O debate de Manuel II com Haci Bayram-I Veli

Foi um livro de Adel-Theodore Khoury, que edita o diálogo do imperador Manuel II Paleólogo com um persa erudito, que esteve na base da polémica gerada por uma passagem do discurso do Papa dia 12, em Ratisbona (Alemanha). O interlocutor do imperador de Constantinopla poderá ser Haci Bayram-I Veli, religioso muçulmano, de acordo com um artigo de Ali Ihasan Aydin no jornal turco Zaman. Na sétima controvérsia, em que Manuel II e Bayram-I Veli se tentam convencer um ao outro da superior racionalidade de cada uma das religiões - cristianismo e islão -, o imperador utiliza a frase que esteve na origem da polémica dos últimos 15 dias: "Mostra-me então o que Maomé trouxe de novo. Não encontrarás senão coisas más e desumanas, tal como o mandamento de defender pela espada a fé que ele pregava - e isto é irracional."
O que o Papa não citou foi a resposta do muçulmano.

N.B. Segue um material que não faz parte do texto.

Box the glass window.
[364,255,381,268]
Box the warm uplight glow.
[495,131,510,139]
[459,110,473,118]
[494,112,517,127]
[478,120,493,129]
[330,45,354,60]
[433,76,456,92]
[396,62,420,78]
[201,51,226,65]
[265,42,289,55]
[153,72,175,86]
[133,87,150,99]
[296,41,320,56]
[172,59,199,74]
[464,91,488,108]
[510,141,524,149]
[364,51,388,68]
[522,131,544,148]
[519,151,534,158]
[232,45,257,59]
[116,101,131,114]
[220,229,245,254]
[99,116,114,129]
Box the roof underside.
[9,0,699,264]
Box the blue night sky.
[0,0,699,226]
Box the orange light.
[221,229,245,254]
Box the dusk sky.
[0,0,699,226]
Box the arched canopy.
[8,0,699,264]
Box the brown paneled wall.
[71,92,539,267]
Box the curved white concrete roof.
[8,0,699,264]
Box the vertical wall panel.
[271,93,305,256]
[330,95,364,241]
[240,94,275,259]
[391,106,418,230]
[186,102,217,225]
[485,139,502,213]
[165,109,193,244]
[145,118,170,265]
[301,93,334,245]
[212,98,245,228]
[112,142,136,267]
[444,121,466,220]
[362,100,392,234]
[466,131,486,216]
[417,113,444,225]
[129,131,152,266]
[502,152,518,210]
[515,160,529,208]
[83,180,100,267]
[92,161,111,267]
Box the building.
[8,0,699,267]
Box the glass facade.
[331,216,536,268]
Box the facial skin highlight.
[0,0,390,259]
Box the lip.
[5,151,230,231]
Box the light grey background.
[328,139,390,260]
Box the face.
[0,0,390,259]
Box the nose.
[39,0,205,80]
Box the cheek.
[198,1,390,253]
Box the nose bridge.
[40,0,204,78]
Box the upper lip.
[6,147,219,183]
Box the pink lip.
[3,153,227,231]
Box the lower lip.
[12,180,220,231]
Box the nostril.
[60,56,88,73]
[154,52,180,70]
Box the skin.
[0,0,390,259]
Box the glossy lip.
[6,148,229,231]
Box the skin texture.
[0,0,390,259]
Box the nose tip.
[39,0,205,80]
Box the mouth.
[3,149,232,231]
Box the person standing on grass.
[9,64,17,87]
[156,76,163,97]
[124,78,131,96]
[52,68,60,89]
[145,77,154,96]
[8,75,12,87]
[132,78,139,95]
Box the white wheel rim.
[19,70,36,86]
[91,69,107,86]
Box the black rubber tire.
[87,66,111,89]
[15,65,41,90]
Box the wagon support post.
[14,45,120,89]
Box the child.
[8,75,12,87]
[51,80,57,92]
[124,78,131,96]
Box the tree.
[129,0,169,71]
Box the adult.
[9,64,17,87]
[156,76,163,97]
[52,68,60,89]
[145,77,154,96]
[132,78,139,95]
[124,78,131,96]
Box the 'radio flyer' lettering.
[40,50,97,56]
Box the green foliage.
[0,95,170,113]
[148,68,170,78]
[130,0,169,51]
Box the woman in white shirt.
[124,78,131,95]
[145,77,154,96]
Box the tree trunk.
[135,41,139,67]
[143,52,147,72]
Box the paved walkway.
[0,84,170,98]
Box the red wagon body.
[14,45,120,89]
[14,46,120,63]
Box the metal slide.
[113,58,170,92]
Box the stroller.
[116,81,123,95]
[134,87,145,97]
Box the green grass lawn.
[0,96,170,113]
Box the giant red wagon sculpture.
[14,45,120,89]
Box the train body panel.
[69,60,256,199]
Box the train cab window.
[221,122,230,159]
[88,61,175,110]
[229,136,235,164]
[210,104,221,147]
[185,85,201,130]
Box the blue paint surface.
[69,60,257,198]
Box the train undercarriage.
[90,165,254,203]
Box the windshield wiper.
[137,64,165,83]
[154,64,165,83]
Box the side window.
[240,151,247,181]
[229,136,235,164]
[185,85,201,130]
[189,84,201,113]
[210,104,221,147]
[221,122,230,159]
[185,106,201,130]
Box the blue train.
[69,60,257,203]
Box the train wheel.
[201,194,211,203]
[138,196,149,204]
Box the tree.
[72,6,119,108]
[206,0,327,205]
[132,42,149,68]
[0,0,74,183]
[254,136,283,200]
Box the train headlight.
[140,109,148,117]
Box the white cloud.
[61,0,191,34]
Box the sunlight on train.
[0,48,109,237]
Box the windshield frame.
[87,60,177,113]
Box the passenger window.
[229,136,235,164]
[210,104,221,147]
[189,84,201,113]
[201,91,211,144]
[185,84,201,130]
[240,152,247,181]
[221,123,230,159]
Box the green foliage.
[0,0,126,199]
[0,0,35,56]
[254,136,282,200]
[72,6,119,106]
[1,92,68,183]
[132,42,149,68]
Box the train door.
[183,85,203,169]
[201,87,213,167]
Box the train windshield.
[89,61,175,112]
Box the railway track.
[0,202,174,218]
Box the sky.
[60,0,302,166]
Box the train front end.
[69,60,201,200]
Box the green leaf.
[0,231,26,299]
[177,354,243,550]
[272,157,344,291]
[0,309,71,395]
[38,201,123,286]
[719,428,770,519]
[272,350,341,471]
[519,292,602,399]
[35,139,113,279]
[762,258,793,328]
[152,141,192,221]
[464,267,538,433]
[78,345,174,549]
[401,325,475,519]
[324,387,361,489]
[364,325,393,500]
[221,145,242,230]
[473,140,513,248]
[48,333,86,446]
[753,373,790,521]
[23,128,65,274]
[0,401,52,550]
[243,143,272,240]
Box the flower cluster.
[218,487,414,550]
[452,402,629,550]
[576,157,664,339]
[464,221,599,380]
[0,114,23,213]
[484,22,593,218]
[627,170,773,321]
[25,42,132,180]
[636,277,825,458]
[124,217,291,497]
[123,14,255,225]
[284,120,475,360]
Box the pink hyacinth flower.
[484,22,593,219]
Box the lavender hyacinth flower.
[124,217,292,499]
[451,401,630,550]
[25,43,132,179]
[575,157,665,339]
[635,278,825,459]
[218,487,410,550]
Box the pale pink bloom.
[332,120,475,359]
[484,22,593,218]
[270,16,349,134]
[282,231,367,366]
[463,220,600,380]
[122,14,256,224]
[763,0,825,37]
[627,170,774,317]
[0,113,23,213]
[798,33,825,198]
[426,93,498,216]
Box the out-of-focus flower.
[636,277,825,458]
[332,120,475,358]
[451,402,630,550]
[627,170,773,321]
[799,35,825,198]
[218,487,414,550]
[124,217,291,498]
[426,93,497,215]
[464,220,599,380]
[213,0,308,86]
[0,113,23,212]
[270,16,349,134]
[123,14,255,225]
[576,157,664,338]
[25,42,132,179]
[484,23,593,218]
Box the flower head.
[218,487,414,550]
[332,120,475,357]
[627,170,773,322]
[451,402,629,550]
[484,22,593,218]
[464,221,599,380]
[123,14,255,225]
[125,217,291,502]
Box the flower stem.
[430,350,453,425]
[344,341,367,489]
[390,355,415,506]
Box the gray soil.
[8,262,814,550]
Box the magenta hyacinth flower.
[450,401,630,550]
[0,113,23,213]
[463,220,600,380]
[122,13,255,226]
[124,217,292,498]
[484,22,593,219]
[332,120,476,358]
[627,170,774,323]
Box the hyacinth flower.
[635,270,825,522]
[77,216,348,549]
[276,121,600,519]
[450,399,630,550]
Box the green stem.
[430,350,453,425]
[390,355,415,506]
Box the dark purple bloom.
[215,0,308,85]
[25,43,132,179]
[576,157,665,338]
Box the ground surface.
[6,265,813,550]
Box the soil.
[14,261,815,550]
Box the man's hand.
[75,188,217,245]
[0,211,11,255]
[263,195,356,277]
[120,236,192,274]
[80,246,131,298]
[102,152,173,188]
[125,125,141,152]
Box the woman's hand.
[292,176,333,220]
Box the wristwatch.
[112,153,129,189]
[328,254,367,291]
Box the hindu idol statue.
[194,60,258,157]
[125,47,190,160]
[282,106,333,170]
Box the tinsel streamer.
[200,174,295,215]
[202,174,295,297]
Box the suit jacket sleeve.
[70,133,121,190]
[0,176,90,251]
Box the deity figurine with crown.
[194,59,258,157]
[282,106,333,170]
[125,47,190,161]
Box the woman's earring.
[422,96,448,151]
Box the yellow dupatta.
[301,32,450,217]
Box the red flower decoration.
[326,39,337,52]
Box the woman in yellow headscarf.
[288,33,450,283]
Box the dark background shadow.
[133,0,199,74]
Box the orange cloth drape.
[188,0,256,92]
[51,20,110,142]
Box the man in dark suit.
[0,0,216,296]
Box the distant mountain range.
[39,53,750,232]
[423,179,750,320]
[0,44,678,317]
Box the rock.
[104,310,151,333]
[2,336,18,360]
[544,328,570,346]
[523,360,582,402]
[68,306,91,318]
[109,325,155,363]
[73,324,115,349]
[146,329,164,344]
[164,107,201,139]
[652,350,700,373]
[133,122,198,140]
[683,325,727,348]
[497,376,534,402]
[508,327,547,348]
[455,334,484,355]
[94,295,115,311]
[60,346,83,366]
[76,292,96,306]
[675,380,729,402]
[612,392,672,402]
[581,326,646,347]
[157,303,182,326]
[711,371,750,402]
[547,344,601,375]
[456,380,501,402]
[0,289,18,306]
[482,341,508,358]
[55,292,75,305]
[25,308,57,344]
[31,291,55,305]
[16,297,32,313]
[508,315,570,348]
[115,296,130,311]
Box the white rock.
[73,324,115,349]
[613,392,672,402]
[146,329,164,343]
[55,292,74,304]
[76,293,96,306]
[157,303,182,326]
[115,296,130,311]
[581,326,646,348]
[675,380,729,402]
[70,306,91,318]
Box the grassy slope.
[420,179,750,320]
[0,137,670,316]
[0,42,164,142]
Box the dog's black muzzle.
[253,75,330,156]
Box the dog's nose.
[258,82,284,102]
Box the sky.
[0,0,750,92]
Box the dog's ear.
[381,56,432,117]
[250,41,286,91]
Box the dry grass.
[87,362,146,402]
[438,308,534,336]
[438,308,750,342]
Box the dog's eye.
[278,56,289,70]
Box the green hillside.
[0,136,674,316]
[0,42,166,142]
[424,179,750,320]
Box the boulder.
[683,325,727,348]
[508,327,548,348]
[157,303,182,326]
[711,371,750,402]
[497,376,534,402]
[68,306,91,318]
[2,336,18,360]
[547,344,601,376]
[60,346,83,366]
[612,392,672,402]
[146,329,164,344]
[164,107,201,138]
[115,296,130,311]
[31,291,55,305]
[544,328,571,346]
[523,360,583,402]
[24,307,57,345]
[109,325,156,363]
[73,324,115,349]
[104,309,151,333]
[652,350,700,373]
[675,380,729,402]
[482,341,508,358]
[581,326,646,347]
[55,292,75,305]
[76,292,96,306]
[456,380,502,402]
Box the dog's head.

De acordo com o texto do Zaman, que cita o livro de Khoury, editado em 1966, Bayram-I Veli respondeu que os muçulmanos acreditam em Moisés e Jesus. Só que as religiões trazidas por esses profetas "foram distorcidas mais tarde, mostrando que a actual irracionalidade estava na fé de Manuel".
Khoury diz no livro, segundo o texto do Zaman, que ambos os interlocutores "permaneceram fechados na sua própria doutrina", rejeitando categoricamente os argumentos da outra parte. O diálogo converteu-se rapidamente num monólogo, nota o autor.
No International Herald Tribune, Erwan Lagadec chama a atenção para outro pormenor: o Papa cita um imperador de Constantinopla, o penúltimo imperador bizantino. Se fosse século e meio antes, o mesmo Manuel II, ortodoxo, poderia ter dito o mesmo que disse ao interlocutor muçulmano sobre os cruzados latinos que também devastaram a cidade.
Na altura em que o diálogo da polémica se trava, Constantinopla está cercada - e acabará por sucumbir aos turcos meio século depois. Manuel II é já um espectador do estertor do império. Para trás dele, na sua cidade, a história registava séculos de conflito entre o cristianismo e o islão, e entre o catolicismo de Roma e a ortodoxia de Constantinopla. A.M.